11. Russian Roulette

1.3K 219 190
                                    

JJ wszedł do szpitala raźnym, pewnym siebie krokiem i nie uważał za nic złego faktu, że chcę odwiedzić brata. Jeśli Christophe miał z tym problem to już trudno, niech się oswoi z tym, że nic nie wskóra swoim marudzeniem.

W zamyśleniu rozglądnął się po szpitalu, a potem ruszył dalej kierując się do recepcji, gdzie zaczepił młodą uroczą kobietę.

- Jestem rodziną Jurija Plisetsky'ego, mogę dowiedzieć się w której sali obecnie się znajduje? - zapytał szczerząc zęby; nie znał osoby, która nie poleciałaby na jego królewską aparycję, więc korzystał ile dusza pragnie.

Dziewczyna spojrzała na niego piwnymi oczyma, po czym zaraz przeniosła wzrok z powrotem na komputer który miała obok, po swojej lewej stronie.

- Sala sto piętnaście, piętro pierwsze. - powiedziała przyglądając się czarnowłosemu, który podziękował jej skinieniem głowy i skierował się do windy, która aktualnie się otwierała.

Miał nadzieje, że nikogo nie ma w sali, chciał porozmawiać z nim bez żadnych świadków.

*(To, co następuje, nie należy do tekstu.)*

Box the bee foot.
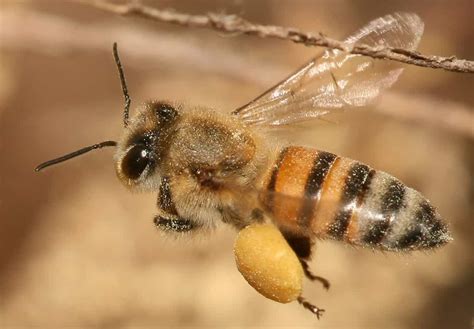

Wyszedł z windy na swoim piętrze, po czym włożył dłonie na kieszeni i ruszył w kierunku pokoju całkowicie wyluzowany. Zanim wszedł przyjrzał się przez szybe swojej słodkiej, poturbowanej ofierze.

Widok nie do końca go zadowolił, jednak musiał się tym na razie pocieszyć.

- Niedobrze, bardzo niedobrze. - zamruczał cmokając z dezaprobatą; widząc, że przy jego łóżku siedzi ten zawszony imigrant aż zagotował się ze złości. Jeszcze jego kurwa tutaj brakowało do szczęścia.

Przez to musiał czekać, nie wparuje tam kiedy knypek siedział przy łóżku Jurija.

Przynajmniej dostał chwilę na przemyślenie sobie całej sytuacji, zapewne Kazach już węszył i próbował wyciągnąć wszystko z Jurija. A skoro młody milczał to oznaczało tylko tyle, że Altin o niczym nie miał pojęcia.

Jego owieczka najwidoczniej chciała bronić swojego ochroniarza, dobre posunięcie..

***

Altin nie mógł siedzieć z młodym w nieskończoność, kwestią czasu było to, że Mila zacznie się dopytywać i węszyć w poszukiwaniu informacji.

- Wpadnę do Ciebie jutro pod wieczór, jakby co masz mój numer, pisz jeśli czegoś będziesz potrzebował. - powiedział Kazach ubierając bluzę i poprawiając sznurówki w butach. Mimo, że Jurij miał zamknięte oczy to Altin doskonale wiedział, że wcale nie śpi, kręcił nosem i czasem mruczał coś niezrozumiale. Dzięki temu wiedział, że go słucha.

Poczochrał pieszczotliwie blond włosy i westchnął cicho, zostawiając go wreszcie samego. Mówiąc szczerze powoli denerwowało go to, że Jura nie chcę mówić prawdy, a na każde zwrócenie uwagi reaguje krzykiem i wyzwiskami.

Rozumiał strach i traumę po tym wszystkim, jednakże bez ujawnienia personaliów sprawcy będzie cierpieć jeszcze bardziej, aż wpadnie w depresje.

Wtedy Bóg jeden wie co może stać..

Sam Jurij także tego nie wiedział, miał tylko świadomość tego, że serce mu pęka na myśl, że musi okłamywać Kazacha.

Uchylił powieki jedynie na moment, potem znów ułożył się do snu i wsunął dłoń pod poduszkę, biorąc głęboki wdech.

- Halo, halo Królowo. Nie ma spania w dzień. - usłyszał rozbawiony głos od drzwi.

Zastygł jak rażony prądem i nim zdążył krzyknąć czy wezwać pomoc JJ był już przy nim, przyciskając dłoń na jego ust.

Gdyby nie to, że ten skurwiel go zatykał to darłby się jak zabijane żywcem zwierze.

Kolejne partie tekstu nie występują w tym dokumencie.